Apache Kafka connector

Apache Kafka is an open-source distributed data streaming platform that was originally developed by LinkedIn and later donated to the Apache Software Foundation. Kafka's designed to handle high-throughput, fault-tolerant, and real-time data streaming.

StarTree customers can use the Apache Kafka connector to create a table in Apache Pinot by mapping it to a particular topic. As soon as the integration is set up, StarTree will automatically begin to consume data from the connected topic in Confluent Cloud.

To begin, from the StarTree Data Manager overview page, click Create a dataset. Then, on the Select Connection Type page, click Kafka.

Connect StarTree to Apache Kafka

You will need the following information to create a connection with Apache Kafka:

  • Broker URL: You can find this information in Apache Kafka.
  • Security Protocol: Your chosen communication type, select from the list of available options.
  • SASL Mechanism: Your chosen authentication protocol implementation, select from the list of available options.
  • Username:
  • Password:

Advanced Options are available if you are using a schema registry. You must then provide the following information:

  • Schema Registry URL:
  • Username:
  • Password:

Apache Kafka connection settings

Select a Topic and map it to a table in Apache Pinot

When you provide schema registry information, only topics associated with that schema are displayed in the topic selection screen.

Apache Kafka input format

  1. From the first dropdown menu, select the desired Topic Name as it exists in Confluent Cloud.

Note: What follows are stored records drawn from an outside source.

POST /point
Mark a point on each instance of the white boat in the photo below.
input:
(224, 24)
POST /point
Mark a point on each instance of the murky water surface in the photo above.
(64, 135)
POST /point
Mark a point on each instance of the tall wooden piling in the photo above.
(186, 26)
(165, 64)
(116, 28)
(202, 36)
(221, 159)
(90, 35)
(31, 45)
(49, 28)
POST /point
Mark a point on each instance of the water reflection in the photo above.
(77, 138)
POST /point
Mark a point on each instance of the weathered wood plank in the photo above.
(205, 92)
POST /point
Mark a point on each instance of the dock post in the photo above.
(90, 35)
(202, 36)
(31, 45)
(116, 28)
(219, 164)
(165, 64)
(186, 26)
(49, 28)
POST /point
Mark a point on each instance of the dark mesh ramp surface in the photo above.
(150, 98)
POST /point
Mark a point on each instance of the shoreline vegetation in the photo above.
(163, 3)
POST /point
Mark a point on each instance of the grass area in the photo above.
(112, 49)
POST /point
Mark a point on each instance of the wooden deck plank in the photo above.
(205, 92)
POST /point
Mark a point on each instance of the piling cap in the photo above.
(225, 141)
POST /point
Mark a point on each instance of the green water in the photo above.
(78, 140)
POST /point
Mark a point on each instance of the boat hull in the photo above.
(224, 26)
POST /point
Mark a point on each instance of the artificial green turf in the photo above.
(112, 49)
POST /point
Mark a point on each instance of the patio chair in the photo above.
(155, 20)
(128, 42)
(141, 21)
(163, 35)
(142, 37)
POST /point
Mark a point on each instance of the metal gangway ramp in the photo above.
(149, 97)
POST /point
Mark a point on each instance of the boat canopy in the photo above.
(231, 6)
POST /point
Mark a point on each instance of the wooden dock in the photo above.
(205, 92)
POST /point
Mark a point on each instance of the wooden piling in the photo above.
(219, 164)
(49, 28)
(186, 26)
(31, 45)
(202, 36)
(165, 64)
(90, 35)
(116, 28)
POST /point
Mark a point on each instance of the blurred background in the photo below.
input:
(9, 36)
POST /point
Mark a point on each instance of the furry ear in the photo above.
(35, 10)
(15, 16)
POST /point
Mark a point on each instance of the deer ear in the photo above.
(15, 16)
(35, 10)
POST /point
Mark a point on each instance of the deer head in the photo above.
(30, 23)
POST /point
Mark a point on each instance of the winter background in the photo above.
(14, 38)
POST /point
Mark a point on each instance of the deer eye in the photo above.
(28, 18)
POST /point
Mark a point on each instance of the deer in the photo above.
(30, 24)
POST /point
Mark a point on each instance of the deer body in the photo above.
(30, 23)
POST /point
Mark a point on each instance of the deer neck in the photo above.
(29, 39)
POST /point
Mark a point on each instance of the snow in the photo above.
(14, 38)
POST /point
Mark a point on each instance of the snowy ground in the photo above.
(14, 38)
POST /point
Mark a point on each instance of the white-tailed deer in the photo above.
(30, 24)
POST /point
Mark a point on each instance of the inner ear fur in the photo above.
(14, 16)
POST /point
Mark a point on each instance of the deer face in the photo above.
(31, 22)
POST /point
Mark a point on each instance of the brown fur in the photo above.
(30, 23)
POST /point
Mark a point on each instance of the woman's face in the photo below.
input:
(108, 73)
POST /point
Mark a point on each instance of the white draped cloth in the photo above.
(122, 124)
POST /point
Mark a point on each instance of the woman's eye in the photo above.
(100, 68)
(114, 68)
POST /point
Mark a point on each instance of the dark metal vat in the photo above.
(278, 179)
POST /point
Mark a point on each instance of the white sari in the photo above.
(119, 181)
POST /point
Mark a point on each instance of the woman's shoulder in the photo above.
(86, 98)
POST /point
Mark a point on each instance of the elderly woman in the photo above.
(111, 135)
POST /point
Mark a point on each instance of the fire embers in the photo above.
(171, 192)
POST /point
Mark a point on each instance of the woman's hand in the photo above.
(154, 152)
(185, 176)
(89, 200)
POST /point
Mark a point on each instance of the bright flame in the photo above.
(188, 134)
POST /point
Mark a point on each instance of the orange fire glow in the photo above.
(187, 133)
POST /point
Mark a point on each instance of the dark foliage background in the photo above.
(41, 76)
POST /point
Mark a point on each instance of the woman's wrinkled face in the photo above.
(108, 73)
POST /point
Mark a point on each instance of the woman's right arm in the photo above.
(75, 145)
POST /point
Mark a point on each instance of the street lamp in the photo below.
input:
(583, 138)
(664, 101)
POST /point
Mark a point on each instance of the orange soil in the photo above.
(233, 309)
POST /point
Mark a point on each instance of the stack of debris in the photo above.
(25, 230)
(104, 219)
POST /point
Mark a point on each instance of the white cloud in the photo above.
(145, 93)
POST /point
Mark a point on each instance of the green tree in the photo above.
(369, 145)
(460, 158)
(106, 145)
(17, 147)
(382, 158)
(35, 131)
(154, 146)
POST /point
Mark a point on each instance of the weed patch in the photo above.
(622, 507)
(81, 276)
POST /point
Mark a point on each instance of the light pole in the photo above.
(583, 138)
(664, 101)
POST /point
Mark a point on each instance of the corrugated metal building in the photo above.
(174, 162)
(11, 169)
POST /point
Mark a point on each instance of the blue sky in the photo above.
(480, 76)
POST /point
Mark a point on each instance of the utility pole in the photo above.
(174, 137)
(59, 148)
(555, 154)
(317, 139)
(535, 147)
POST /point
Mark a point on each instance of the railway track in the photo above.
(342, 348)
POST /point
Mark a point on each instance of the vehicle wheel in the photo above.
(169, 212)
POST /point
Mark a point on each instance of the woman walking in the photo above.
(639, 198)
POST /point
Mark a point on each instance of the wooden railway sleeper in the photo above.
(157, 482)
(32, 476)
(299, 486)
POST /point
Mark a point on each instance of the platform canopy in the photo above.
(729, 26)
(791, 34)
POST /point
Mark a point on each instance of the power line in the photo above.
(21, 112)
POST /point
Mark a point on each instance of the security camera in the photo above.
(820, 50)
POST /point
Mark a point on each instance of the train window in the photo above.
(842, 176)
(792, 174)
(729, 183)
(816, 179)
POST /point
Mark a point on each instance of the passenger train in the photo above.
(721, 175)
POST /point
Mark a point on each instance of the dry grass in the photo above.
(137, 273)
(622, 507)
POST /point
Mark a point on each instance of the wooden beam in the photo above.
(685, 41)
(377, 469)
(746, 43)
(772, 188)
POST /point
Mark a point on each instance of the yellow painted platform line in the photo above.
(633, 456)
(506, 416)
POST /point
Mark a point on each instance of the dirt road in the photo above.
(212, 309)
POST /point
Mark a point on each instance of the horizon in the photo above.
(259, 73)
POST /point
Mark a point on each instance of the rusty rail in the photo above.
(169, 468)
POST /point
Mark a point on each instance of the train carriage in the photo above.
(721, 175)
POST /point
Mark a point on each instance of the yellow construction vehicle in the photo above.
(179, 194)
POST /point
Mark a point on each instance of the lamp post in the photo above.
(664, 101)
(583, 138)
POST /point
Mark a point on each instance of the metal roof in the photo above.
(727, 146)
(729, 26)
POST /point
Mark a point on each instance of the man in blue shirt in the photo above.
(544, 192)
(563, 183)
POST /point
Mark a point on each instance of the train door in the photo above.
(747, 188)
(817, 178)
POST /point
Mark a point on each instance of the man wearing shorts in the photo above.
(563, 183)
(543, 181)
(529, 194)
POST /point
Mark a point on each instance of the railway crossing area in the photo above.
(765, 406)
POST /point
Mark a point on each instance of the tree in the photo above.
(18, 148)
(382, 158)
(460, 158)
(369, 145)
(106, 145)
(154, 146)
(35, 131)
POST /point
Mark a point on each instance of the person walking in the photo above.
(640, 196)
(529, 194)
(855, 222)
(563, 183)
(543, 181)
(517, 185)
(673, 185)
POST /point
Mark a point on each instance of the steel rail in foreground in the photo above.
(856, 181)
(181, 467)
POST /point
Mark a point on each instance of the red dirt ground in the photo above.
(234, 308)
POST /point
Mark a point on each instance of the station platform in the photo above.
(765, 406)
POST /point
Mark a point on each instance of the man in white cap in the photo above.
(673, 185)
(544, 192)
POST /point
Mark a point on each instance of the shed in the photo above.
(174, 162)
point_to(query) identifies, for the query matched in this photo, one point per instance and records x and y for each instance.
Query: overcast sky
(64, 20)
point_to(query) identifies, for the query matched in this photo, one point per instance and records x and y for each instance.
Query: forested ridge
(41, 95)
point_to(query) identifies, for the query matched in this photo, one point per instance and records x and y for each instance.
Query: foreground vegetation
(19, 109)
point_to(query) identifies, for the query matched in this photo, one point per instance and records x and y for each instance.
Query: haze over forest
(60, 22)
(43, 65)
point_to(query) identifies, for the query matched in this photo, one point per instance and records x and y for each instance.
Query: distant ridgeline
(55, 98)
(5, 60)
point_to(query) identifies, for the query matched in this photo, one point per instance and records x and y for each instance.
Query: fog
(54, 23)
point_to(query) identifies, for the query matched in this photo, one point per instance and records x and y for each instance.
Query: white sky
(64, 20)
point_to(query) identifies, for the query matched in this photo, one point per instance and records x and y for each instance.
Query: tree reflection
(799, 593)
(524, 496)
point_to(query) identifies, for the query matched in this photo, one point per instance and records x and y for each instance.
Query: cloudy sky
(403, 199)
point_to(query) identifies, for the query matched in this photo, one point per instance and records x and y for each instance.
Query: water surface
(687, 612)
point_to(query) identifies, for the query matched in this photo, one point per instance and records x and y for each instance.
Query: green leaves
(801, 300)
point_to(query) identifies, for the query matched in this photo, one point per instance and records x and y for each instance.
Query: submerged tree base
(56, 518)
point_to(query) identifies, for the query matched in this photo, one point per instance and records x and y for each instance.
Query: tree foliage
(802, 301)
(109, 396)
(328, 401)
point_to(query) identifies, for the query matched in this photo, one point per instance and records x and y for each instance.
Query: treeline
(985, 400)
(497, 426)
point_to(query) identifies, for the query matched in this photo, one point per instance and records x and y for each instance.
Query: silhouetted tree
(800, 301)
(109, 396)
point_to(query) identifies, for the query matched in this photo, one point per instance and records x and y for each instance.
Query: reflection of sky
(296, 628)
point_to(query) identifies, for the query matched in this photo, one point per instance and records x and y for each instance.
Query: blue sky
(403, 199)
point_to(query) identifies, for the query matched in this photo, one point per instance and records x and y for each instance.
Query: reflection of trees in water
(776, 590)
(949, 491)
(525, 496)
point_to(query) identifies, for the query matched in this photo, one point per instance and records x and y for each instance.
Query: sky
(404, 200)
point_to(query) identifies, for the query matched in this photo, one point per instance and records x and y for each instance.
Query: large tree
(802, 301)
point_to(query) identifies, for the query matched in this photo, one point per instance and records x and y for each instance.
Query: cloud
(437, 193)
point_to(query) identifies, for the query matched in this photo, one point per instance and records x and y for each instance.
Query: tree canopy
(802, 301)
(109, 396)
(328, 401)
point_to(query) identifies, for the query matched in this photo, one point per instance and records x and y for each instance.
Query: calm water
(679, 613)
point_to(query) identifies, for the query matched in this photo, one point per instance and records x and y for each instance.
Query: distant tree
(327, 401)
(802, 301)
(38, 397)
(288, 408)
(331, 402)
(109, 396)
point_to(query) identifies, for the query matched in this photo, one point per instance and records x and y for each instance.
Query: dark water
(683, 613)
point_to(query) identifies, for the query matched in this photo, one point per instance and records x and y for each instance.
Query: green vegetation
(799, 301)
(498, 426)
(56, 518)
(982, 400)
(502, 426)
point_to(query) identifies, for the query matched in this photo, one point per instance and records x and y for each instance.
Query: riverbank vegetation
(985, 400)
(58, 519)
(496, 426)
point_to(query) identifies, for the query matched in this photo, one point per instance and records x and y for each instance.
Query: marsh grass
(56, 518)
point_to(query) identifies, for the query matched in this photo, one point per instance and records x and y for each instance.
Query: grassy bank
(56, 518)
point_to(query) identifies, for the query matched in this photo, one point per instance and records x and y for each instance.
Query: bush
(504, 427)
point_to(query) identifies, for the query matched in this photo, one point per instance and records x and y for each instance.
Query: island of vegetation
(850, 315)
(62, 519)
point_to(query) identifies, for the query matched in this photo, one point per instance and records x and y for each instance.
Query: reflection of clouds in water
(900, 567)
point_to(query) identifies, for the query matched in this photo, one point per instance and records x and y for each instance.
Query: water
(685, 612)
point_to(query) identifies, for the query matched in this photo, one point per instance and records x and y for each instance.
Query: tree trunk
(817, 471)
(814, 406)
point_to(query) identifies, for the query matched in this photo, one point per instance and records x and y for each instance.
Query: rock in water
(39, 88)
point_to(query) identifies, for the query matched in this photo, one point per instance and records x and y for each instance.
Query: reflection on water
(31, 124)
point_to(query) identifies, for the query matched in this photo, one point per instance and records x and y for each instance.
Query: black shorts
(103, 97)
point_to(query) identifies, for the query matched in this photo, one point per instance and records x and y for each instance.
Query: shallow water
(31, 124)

  2. From the second dropdown menu, select the appropriate Data Format. This will map the content from Confluent Cloud to the new table in Apache Pinot. Note: If schema registry information is not provided and you select AVRO as the data format, this will result in error. If this happens, go back to the previous screen to provide schema registry information. The following data formats are currently supported in Data Manager:

    • Avro
    • JSON
    • Parquet
    • protobuf
  3. (Optional) Record reader config is for Advanced Users to provide additional details about the source schema.

  4. (Optional) Improve query performance by adding indexes to the appropriate columns and choose encoding types for each column.

  5. (Optional) Configure unique details such as tenants, scheduling, data retention, and a primary key for upsert.

  6. Click Next.

  7. Check the details and preview data. When ready, click Create Dataset.